For Turkey’s foreign relations, these were years dominated by questions concerning its role in the Western alliance systems, especially CENTO after the headquarters of the ‘Baghdad Pact’ were moved from Baghdad to Ankara following the overthrow in 1958 of the Hashemite monarchy in Iraq by Kassem; the implications for the Middle East of Nasserist Arab nationalism, including how to react to the formation of the United Arab Republic, also in 1958; and the tangled and explosive Cyprus question, the diplomacy concerning which was gathering pace in these years. Any scholar interested in these subjects will find a wealth of primary source material of great interest in this volume. As for what it reveals about diplomacy itself, I was struck in particular by the degree to which Kuneralp’s meetings with ambassadors, chargé d’affaires, ministers (legation heads), counsellors and others were dominated by the trading of information on questions of common concern. Some of his visitors turned up at his office with great regularity and all pumped him for information, chiefly on what Turkey knew about particular developments in the region, what its attitude to them was, and what if any action it proposed to take. Depending on the visitor, he responded to such questions with more or less freedom – but invariably expected a quid pro quo. He required answers to the same sort of questions about their own countries intelligence and reactions, including assurances of their support for Turkish policy. Typical, as well as absorbing in its own right, were his exchanges with the Israeli chargéd’affaires, Moshe Alon, who on one occasion (16 October 1958) was accompanied by Reuven Shiloah, the founder of the Israeli secret service, Mossad. Shiloah was roving ambassador and political adviser to the Israeli foreign minister, and originator and active promoter of the idea that Israel should leapfrog its Arab enemies and seek strategic alliances with the non-Arab states on the perimeter of the Middle East such as Iran, Ethiopia – and Turkey. Between January 1958 and 20 August 1960, Alon and Kuneralp had 41 meetings, all of which are fully recorded in this volume.

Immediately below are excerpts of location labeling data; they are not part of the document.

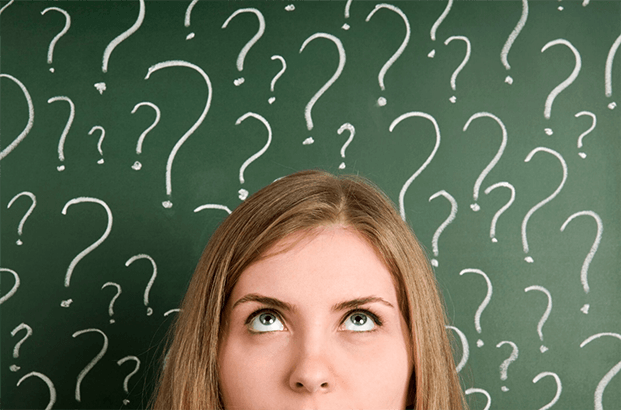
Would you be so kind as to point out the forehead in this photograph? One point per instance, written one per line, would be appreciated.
(332, 264)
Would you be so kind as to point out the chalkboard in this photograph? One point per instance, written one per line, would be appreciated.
(131, 129)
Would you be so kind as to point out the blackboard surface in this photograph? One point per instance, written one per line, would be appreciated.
(438, 138)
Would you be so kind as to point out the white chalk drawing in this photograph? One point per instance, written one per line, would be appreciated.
(464, 346)
(464, 61)
(483, 305)
(98, 242)
(437, 23)
(559, 387)
(188, 13)
(601, 386)
(546, 314)
(13, 288)
(277, 76)
(587, 261)
(129, 376)
(476, 390)
(122, 37)
(342, 58)
(92, 363)
(574, 74)
(492, 229)
(101, 138)
(427, 161)
(49, 384)
(213, 206)
(173, 153)
(7, 150)
(50, 50)
(20, 227)
(608, 70)
(504, 367)
(382, 101)
(153, 276)
(137, 165)
(504, 53)
(242, 54)
(114, 298)
(18, 345)
(529, 259)
(503, 144)
(63, 136)
(593, 124)
(352, 131)
(442, 227)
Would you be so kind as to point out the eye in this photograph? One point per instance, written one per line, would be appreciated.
(360, 321)
(265, 321)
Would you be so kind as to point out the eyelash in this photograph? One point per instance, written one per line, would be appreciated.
(375, 317)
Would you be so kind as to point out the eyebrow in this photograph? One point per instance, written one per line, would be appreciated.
(273, 302)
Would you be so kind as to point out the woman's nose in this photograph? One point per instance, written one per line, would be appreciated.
(311, 369)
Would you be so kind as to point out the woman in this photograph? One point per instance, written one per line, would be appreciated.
(312, 294)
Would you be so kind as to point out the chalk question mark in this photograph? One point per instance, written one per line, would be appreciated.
(243, 194)
(481, 391)
(242, 54)
(188, 13)
(101, 137)
(6, 151)
(381, 101)
(492, 229)
(90, 248)
(92, 363)
(447, 221)
(608, 71)
(352, 131)
(435, 26)
(63, 136)
(462, 65)
(516, 32)
(101, 87)
(601, 386)
(593, 124)
(49, 384)
(559, 387)
(504, 367)
(18, 345)
(347, 7)
(529, 259)
(20, 227)
(465, 348)
(483, 305)
(137, 165)
(181, 141)
(15, 285)
(587, 261)
(50, 50)
(114, 298)
(277, 76)
(153, 276)
(546, 314)
(559, 88)
(126, 380)
(427, 161)
(324, 88)
(477, 185)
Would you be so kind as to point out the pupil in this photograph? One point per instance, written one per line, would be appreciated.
(267, 319)
(359, 319)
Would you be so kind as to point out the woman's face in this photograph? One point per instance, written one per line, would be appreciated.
(315, 328)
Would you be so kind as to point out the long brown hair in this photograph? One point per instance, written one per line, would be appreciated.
(298, 202)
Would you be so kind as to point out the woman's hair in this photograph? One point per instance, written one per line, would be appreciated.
(305, 201)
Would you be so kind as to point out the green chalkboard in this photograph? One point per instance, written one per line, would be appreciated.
(448, 106)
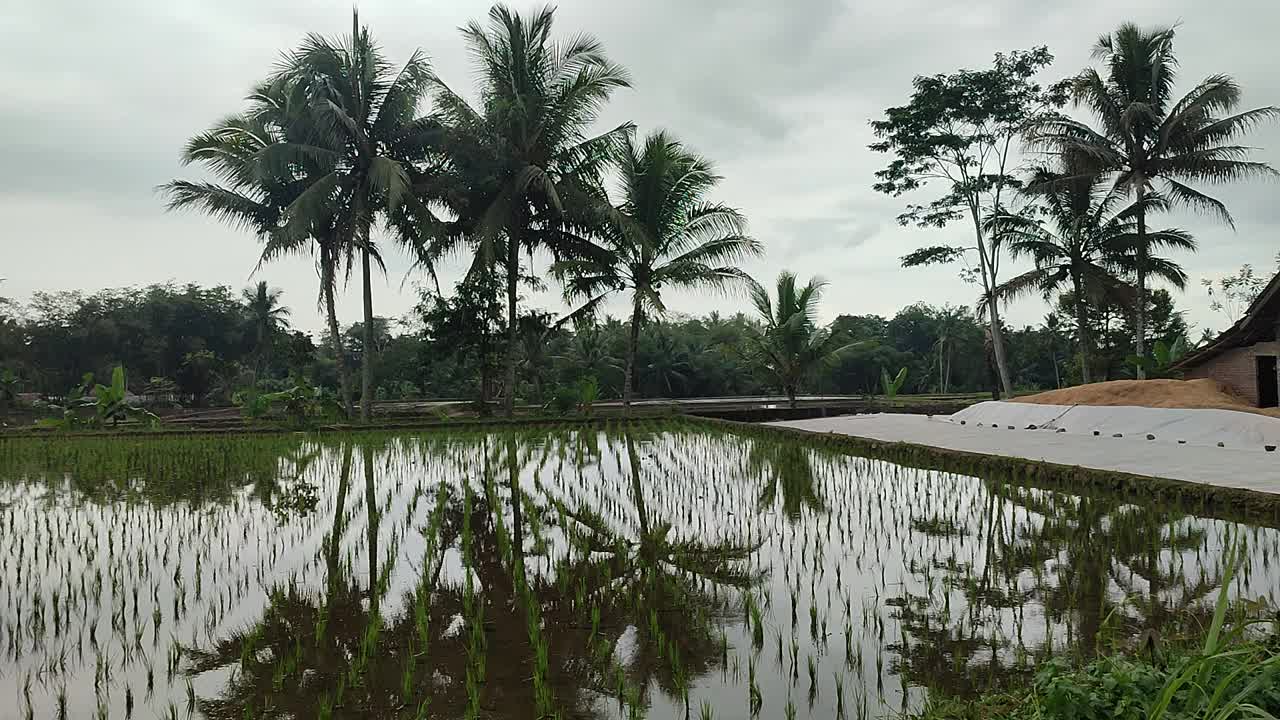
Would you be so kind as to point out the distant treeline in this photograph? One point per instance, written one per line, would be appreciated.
(202, 343)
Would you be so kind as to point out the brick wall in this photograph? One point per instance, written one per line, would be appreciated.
(1237, 369)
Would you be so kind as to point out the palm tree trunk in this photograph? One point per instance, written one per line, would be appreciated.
(512, 335)
(327, 277)
(632, 343)
(1082, 331)
(1139, 323)
(997, 347)
(366, 358)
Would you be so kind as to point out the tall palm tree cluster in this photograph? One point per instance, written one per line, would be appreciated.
(1087, 228)
(336, 155)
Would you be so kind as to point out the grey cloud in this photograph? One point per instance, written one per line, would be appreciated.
(100, 96)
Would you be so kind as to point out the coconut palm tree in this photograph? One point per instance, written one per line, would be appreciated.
(1147, 141)
(368, 139)
(266, 315)
(248, 197)
(664, 235)
(538, 99)
(1086, 242)
(791, 346)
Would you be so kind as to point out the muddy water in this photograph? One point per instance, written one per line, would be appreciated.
(661, 572)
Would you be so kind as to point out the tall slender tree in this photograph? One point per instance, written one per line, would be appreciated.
(663, 235)
(1147, 141)
(365, 132)
(538, 99)
(961, 131)
(1084, 240)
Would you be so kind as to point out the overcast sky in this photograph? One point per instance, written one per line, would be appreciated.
(96, 99)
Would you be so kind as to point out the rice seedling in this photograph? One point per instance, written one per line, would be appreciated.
(437, 574)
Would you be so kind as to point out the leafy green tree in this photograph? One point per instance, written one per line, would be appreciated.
(961, 130)
(1147, 141)
(538, 100)
(791, 346)
(1235, 294)
(365, 133)
(1087, 244)
(664, 235)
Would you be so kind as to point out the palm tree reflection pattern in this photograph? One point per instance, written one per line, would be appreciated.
(672, 589)
(1114, 575)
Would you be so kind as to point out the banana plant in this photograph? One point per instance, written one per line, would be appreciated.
(1161, 358)
(892, 384)
(109, 404)
(302, 402)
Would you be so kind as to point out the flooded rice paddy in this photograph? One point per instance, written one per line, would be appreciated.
(636, 572)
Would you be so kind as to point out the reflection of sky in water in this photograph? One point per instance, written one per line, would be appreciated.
(868, 577)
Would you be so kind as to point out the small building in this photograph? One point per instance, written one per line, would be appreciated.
(1244, 356)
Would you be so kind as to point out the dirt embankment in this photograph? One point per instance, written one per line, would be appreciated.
(1201, 393)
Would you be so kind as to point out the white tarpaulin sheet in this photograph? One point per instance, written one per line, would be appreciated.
(1240, 431)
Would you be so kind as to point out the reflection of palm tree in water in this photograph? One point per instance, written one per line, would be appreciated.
(670, 588)
(1091, 542)
(311, 652)
(787, 468)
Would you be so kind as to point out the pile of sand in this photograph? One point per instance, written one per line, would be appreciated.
(1148, 393)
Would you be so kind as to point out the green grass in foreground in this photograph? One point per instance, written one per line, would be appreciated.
(1234, 674)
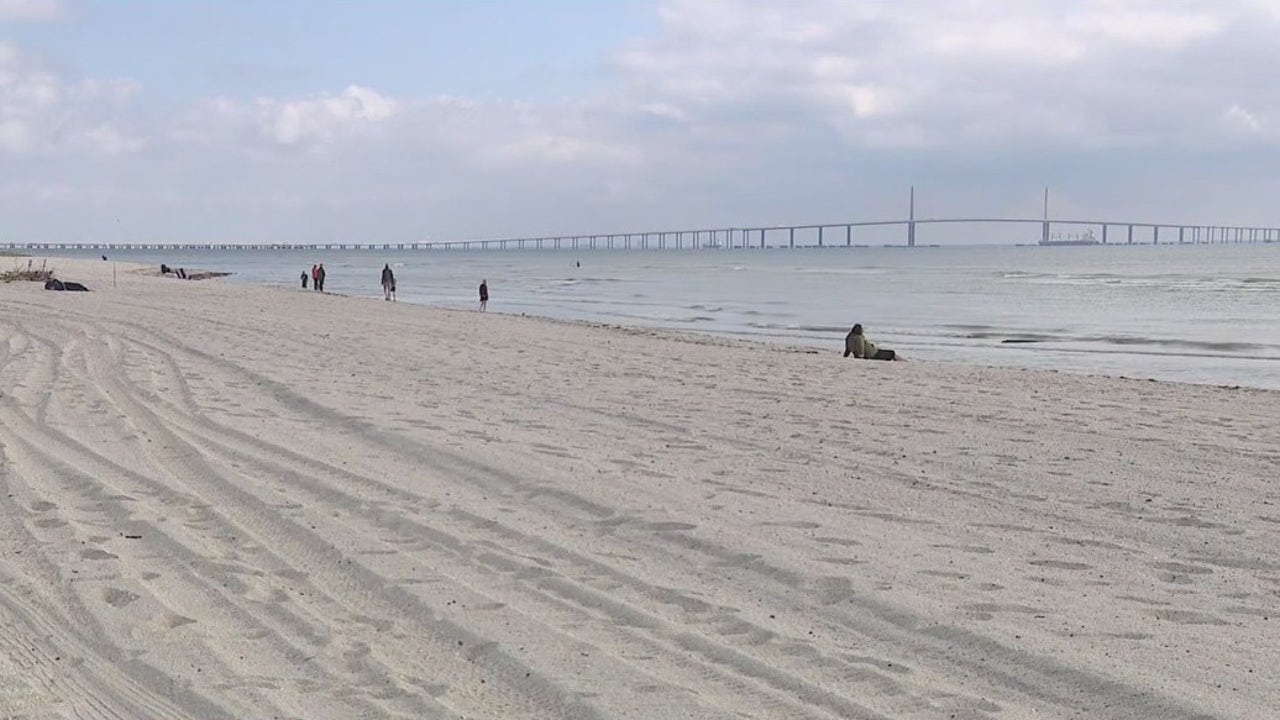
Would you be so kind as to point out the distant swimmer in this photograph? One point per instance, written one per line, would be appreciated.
(860, 346)
(388, 283)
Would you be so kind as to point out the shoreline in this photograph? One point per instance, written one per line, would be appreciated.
(309, 506)
(716, 337)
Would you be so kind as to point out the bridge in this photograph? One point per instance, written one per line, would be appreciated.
(826, 235)
(831, 235)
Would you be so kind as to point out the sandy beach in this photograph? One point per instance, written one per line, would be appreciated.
(231, 501)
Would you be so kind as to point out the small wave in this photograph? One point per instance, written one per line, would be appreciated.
(1214, 346)
(822, 328)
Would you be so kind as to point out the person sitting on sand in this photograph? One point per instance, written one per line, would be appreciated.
(859, 346)
(388, 282)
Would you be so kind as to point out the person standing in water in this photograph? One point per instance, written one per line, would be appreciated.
(859, 346)
(388, 282)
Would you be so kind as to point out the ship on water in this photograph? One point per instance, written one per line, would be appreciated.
(1086, 237)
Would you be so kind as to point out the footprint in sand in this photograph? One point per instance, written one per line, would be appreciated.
(115, 597)
(95, 554)
(1060, 565)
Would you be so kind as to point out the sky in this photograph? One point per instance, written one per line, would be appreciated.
(379, 121)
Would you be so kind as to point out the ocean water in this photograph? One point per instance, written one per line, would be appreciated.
(1193, 313)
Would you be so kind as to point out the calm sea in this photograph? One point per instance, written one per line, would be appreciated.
(1205, 314)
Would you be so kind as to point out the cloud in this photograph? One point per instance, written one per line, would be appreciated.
(41, 113)
(728, 112)
(997, 73)
(31, 10)
(323, 117)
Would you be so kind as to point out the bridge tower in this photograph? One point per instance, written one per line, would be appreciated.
(910, 220)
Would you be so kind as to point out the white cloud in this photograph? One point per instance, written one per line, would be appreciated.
(323, 117)
(1239, 118)
(730, 112)
(41, 113)
(31, 10)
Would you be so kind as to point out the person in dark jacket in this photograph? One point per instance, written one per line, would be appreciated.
(860, 346)
(388, 283)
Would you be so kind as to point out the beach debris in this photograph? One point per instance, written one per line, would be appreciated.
(54, 283)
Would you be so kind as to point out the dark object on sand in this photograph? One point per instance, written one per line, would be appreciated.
(69, 286)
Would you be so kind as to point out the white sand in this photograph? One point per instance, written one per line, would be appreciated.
(227, 501)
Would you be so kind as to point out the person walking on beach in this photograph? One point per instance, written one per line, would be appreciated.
(388, 282)
(860, 346)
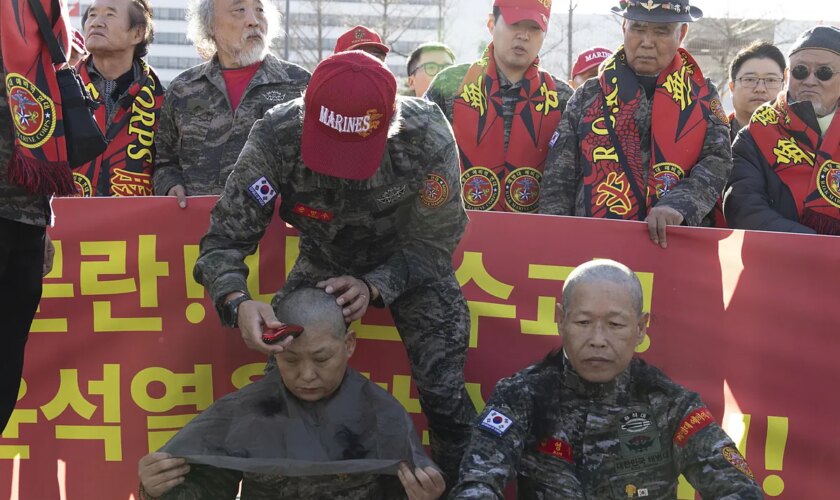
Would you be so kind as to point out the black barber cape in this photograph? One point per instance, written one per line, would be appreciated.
(262, 428)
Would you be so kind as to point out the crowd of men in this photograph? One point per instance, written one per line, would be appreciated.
(635, 132)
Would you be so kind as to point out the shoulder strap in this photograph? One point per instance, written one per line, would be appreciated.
(44, 25)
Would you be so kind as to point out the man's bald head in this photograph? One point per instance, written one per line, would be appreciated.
(308, 307)
(603, 270)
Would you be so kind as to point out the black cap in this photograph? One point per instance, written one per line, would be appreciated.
(658, 11)
(818, 37)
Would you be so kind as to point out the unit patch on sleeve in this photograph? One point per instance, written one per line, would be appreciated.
(495, 422)
(262, 191)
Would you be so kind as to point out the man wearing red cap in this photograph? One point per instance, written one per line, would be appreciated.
(647, 140)
(130, 95)
(504, 109)
(364, 39)
(586, 66)
(371, 181)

Diplomatic Notebooks 1 is a highly unusual book. It bears no resemblance whatever to the common diplomatic memoir; nor is it, despite the similarity of its formatting, a diary, for as the Editor says, ‘the human aspect is absent’. This calls to mind the contrast with Harold Nicolson’s justly famous diaries, written with wit and elegance, and containing many insights into the personalities of the great politicians and diplomats of his day as well as his own family life and personal ambitions. But the contents of Diplomatic Notebooks 1were not written with such ends in view. They were composed by Zeki Kuneralp simply as aids to an accurate memory of his official meetings, essentially as personal ‘minutes’, and – being carefully dated, full and yet succinct – they provide an invaluable resource for both the international historian and the historian of diplomacy. I recommend this book most strongly and look forward very much to the following volumes.